Mais il ne se décourageait pas. Le matin, il rendait visite à ses travaux. Il observait les plantes molles, leurs têtes qui tombaient, leurs corolles fripées ; il n’osait pas les arracher pour en mettre des fraîches. Il leur parlait gentiment, il soulevait dans sa main les tiges pendantes, il disait :

— Toi t’es pas morte, j’te laisse !

et ajoutait pour lui-même, devant une autre qui séchait :

— Elle là c’est foutu, ben demain.

Tout fleurissait partout. Seul le jardinet de Serge agonisait, et évoquait moins la stérilité d’un hiver que ces dessus de poubelle où l’on entasse les bouquets flétris.

Le bassin, lui aussi, évoluait. Serge y fit flotter des navires de son artisanat. Il l’enrichit d’une sorte de chenal qui, à la façon d’un échangeur d’autoroute, accomplissait une grande boucle partant du bassin et y revenant. Cela formait donc une île, que Serge peupla d’habitants et de petits bosquets. Ces bosquets étaient des branchettes coupées qu’il renouvelait. Les habitants étaient construits de noisettes, d’allumettes, de glands brunis de l’autre année, ou très petits et verts, arrachés aux chênes du voisinage. Ainsi naquit un peuple tout nu, qui promenait de beaux ventres en olive. Et il y eut des vaches, beaucoup de vaches à queue raide : le tiers d’allumette qu’il leur piquait aux fesses.

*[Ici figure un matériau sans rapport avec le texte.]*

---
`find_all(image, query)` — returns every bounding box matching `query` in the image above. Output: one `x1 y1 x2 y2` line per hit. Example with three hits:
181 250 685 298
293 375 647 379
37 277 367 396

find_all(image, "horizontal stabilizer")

L’île était jolie et elle prospéra, grâce aux allumettes encore. Jonathan en acheta une quantité de grosses boîtes, et on colla des maisons, des bancs, des cabanes, on les coloria, on fabriqua des gens à mettre dessus, dedans, à la porte. Serge creusa une piscine au milieu de son île : un trou rectangulaire où il logea une demi-boîte en plastique rigide qui avait contenu des cartes de correspondance. On mit un peu de bleu dans l’eau, et des baigneurs bronzés en gland pourri flottèrent dessus.

Un des rivages de l’île eut aussi, plus tard, une plage aménagée, avec ses parasols et son sable en pente.

Une butte ornementée de mousses reçut un moulin à vent, dont les ailes en carton étaient fichées dans une noix qui pivotait en haut d’une tour d’allumettes. Les coups de vent à ras du sol agissaient sur cette voilure qui, écoutée de près, faisait un vrombissement.

Des chemins, des escaliers, des places furent dessinés, et balayés soigneusement. Enfin Jonathan installa des éclairages, branchés sur une pile de ménage et qu’on allumait le soir. Alors les arbres, les sentiers, les maisons semblaient vivre, le petit peuple végétal était plein d’intentions, et on aurait voulu habiter là.